Art. 9. CLOSING PROVISIONS

  • 1. These general terms and conditions shall be binding as of July 01, 2015 creating an interal part of each contract or purchase order.
  • 2. The Contracting Parties agreed to keep the business secrets of the other contracting party that either contracting party acquired by performance of the subject-matter of the contract or purchase order confidential even after the expiration of the contractual relationship.
  • 3. The purchaser is obliged to communicate the seller on changes relevant to incorporation to Commercial Register, changes of the form of the entity, its division, merger or fusion with another entity and the purchaser shall provide for the transfer of rights and duties resulting from the current contractual relationship onto the succession entity.

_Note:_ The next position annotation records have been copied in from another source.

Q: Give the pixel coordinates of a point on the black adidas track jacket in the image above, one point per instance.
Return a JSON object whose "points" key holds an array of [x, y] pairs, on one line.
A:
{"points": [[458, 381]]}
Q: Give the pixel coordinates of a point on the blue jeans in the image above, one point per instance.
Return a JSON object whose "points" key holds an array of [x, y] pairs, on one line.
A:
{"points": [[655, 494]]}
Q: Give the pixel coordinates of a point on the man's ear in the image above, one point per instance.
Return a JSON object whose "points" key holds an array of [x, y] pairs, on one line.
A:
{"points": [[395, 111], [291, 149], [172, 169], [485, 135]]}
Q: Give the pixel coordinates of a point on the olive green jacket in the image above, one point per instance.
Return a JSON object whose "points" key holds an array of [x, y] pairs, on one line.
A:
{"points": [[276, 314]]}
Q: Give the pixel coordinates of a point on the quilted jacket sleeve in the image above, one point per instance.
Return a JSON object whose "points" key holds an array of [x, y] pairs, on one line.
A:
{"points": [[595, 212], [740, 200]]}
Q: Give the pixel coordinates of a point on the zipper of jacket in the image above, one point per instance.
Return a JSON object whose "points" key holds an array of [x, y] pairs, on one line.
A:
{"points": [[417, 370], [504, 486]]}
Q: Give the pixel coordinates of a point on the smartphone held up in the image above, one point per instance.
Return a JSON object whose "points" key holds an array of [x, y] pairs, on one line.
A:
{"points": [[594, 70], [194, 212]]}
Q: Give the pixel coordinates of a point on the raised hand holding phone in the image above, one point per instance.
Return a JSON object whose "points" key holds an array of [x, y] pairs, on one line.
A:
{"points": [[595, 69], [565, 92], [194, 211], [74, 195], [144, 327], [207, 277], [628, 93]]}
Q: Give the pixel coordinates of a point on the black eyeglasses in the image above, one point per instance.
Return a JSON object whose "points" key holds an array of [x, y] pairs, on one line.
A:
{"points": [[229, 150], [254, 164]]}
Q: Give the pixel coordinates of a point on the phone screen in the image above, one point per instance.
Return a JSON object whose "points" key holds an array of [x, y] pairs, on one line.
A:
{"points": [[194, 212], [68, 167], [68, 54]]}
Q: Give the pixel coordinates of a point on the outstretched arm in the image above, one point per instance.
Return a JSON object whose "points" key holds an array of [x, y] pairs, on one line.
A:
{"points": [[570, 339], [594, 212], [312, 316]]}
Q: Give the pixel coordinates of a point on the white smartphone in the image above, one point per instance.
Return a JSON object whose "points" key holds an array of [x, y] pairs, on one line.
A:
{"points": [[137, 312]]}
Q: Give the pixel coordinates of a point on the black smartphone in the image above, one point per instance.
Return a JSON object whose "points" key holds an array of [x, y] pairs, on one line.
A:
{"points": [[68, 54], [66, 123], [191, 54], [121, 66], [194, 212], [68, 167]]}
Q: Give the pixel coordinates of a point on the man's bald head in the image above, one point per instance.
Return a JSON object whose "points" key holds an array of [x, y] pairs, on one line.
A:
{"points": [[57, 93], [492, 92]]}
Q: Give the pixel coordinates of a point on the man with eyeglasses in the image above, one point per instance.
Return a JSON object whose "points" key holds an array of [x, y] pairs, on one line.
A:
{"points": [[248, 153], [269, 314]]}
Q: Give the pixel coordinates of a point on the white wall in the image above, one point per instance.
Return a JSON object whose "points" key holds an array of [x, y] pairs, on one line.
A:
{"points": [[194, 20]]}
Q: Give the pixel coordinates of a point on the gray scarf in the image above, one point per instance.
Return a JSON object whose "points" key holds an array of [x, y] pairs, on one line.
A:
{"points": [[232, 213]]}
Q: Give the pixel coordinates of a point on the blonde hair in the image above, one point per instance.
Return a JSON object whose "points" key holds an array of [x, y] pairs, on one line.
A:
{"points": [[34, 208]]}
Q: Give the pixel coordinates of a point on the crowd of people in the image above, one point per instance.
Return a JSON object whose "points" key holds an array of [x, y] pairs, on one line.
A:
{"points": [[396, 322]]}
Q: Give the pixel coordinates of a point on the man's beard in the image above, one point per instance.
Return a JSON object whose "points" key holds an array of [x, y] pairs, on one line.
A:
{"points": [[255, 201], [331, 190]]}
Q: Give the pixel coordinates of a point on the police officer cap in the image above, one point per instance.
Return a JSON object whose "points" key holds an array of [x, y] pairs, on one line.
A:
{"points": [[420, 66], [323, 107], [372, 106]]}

  • 4. In case of declaration of settlement and/or bankruptcy on the assets of the purchaser and/or the purchaser's property execution, the seller is entitled to terminate the contract with the purchaser, issue an invoice for the work executed to the purchaser and set up a lien on the subject-matter of the work related to the current contractual relationship.
  • Any disputes between the Contracting Parties shall be resolved preferably by the Contracting Parties on their own. Should they fail to come to an agreement, these general terms and conditions shall be governed and construed pursuant to the legal order of the Slovak Republic, in particular the provisions of Act No. 513/1991 Coll., the Commercial Code, as amended.
  • In the event of a dispute, the court proceeding shall be governed by the procedural rules of Act No. 99/1963 Coll., the Civil Procedure Code.
  • 7. Slovak language shall be the decisive language of legal relations between the Contracting Parties.